Exposing the Real Issues in Sochi


Tonight, the big torch will light, and another two weeks of the world’s top in athletics will wow and inspire us with their dedication, determination, and skill in athletics. I’m as excited as the next person to watch the Olympic Games. I love everything about the Olympics, though admittedly I’m always more drawn to the summer Games than the Winter.

But there’s a shadow over these 2014 Olympics Games, and I’m struggling to get excited. In the days leading up to these Games I’ve heard little about the athletes, and much about the condition of the hotels, the discomfort of the visiting journalists, and OH DEAR ME THE POOR SHIPMENT OF YOGURT THAT NEVER MADE IT.

*caps for dramatic effect*

Last year, I participated in three phone calls with the U.S. Department of State on the situation with the law banning Americans from adopting from Russia.

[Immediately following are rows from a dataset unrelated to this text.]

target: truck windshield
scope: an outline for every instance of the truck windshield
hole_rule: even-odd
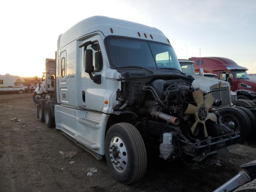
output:
[[[250,79],[246,71],[232,71],[232,74],[235,79]]]
[[[170,45],[120,37],[108,38],[106,43],[111,65],[115,68],[139,66],[156,70],[173,68],[181,71]]]
[[[186,73],[188,75],[194,75],[195,74],[195,68],[194,67],[193,63],[180,62],[180,64],[184,73]]]

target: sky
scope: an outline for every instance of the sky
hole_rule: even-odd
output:
[[[0,7],[0,74],[41,76],[59,35],[95,15],[158,28],[178,58],[199,56],[200,48],[202,57],[256,73],[256,0],[8,0]]]

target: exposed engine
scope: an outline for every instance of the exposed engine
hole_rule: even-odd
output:
[[[200,160],[206,153],[239,139],[238,133],[220,123],[218,114],[211,107],[221,102],[194,89],[191,82],[181,79],[134,81],[123,82],[122,90],[118,94],[121,101],[118,110],[138,115],[146,133],[144,139],[150,144],[158,142],[160,156],[165,160],[182,153]]]

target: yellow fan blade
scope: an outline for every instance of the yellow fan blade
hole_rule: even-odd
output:
[[[209,111],[209,109],[212,105],[214,100],[215,100],[215,99],[213,96],[209,94],[207,94],[204,98],[204,104],[207,111]]]
[[[207,114],[207,116],[206,119],[206,120],[208,119],[210,119],[212,121],[214,122],[217,122],[217,116],[214,113],[208,113],[208,114]]]
[[[198,110],[197,108],[190,103],[188,106],[188,108],[185,112],[185,114],[194,114]]]
[[[204,124],[204,136],[206,137],[207,137],[208,136],[208,133],[207,133],[207,130],[206,130],[206,127],[205,126],[205,124],[204,122],[202,122],[203,124]]]
[[[201,89],[198,90],[196,92],[192,93],[193,97],[196,103],[198,105],[202,105],[204,104],[204,95],[203,91]]]
[[[195,131],[195,129],[196,129],[196,126],[197,125],[197,124],[198,123],[198,120],[196,121],[196,122],[191,127],[191,131],[192,131],[192,134],[193,134]]]

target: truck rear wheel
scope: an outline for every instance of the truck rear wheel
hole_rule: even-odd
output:
[[[247,100],[240,100],[232,102],[234,105],[240,105],[242,106],[252,107],[252,104]]]
[[[238,187],[234,192],[252,192],[256,191],[256,179]]]
[[[240,132],[240,135],[247,139],[252,132],[252,124],[248,116],[241,109],[235,107],[226,107],[218,112],[221,122],[234,131]]]
[[[40,99],[38,101],[37,114],[40,122],[44,122],[44,105],[46,102],[45,99]]]
[[[107,164],[110,174],[125,184],[141,179],[147,167],[147,154],[143,140],[132,125],[120,123],[112,125],[105,141]]]
[[[34,93],[33,95],[33,100],[36,103],[38,103],[39,100],[42,98],[41,95],[40,94],[38,94],[36,92]]]
[[[252,112],[249,109],[243,107],[235,107],[242,110],[250,118],[252,124],[252,131],[254,134],[256,133],[256,117]]]
[[[52,109],[50,103],[53,101],[46,101],[44,105],[44,122],[48,128],[55,127],[55,119],[52,114]]]

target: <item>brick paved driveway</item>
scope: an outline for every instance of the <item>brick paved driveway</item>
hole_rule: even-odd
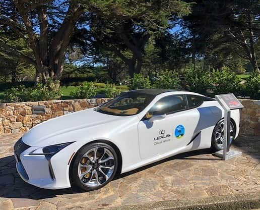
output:
[[[100,190],[42,189],[23,182],[13,146],[19,134],[0,135],[0,209],[97,209],[164,200],[260,191],[260,137],[240,136],[242,156],[223,161],[203,150],[175,156],[123,175]]]

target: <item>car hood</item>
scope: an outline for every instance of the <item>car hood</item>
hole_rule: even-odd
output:
[[[102,125],[127,117],[116,116],[96,112],[94,108],[53,118],[34,127],[23,136],[23,141],[34,146],[50,138],[66,133]]]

I listened as bereaved parent after bereaved parent asked, “Where are our leaders? Who is fighting on our behalf?”

We were given answers that were pandering at best, most of them meant to deflect a question without an answer. Outside of Senator Mary Landreiu and a few of her colleagues, very few of our nation’s leaders had anything to say on the matter of Russian adoption. For months and months, the issue was pushed aside as parents who had already met their children, who promised to return and bring them home, languished with no answers.

So imagine the horror we all feel at this abandoned shipment of Chobani. Within hours of hearing that the yogurt would not be cleared, Senator Schumer fired off a strongly worded statement: 

“Chobani Yogurt is safe, nutritious and delicious and the Russian Authorities should get past ‘nyet’ and let this prime sponsor of the US Olympic Team deliver their protein-packed food to our athletes.” Senator Charles Schumer.

Where was this indignation when innocent children were caught in the red tape? Where was the quick response, the strongly worded rebuke, the balled fists and determined pride, when over 200 families who had already met and bonded with their children were told they could not return?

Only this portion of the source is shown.